Despite Pinky having her flaws, it is the aesthetic external impression she gave to others which pleased Mrs Bhamra, and she made a point of asking Jess why she couldn’t just get with boys ‘behind mum and dad’s back like the rest of us’. As I grew older and further from traditional values, I related to this trope in the film more than ever. My Indian family makes a game of keeping up appearances and sweeping perceived shame under the carpet. I was 15 and I wanted to go and drink in a park with my white friends. Like Jesminder had to hide her football kit in the bush and pretend to be ill to avoid family gatherings, I also lied to my mum about going out so that I could take-part in the activities I thought she’d stop me doing. Even after I started being open about any antics I was involved in, there was very much an emphasis on appearing ‘acceptable’ to the family, particularly the elders, regardless of what you were actually doing.

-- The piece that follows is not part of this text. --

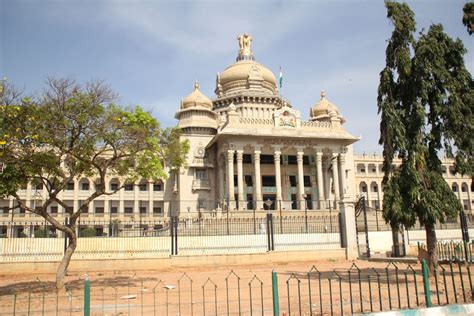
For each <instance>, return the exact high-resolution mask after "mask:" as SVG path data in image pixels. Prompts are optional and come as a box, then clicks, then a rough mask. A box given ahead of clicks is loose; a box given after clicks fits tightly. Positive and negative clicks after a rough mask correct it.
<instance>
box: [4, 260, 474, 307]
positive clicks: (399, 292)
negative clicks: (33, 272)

Now, in my adult life, I am prouder than ever of my Indian and British culture, whilst also thinking critically about it and choosing the parts of it I want to keep, and the parts I’m happy to leave in the past. It is still difficult seeing more traditional members of my Indian family express damaging opinions of what being a modern British Indian woman should look like. Luckily we have a world of beautiful, strong, and powerful Asian women making their way into the media spotlight, with the help of Gurinder Chadha, that I can turn to for inspiration if I ever feel lost.
Academics argue that Bend It Like Beckham did little to challenge the structure of English society because it offers a version of multiculturalism based on assimilating to a utopian English norm.
There is definitely room for this argument. The film did after all require the Bhamras having to become more liberal and Western for a happy ending. However as a British Indian, seeing the struggles that I could barely articulate as a child being represented in mainstream film was indisputably a good thing.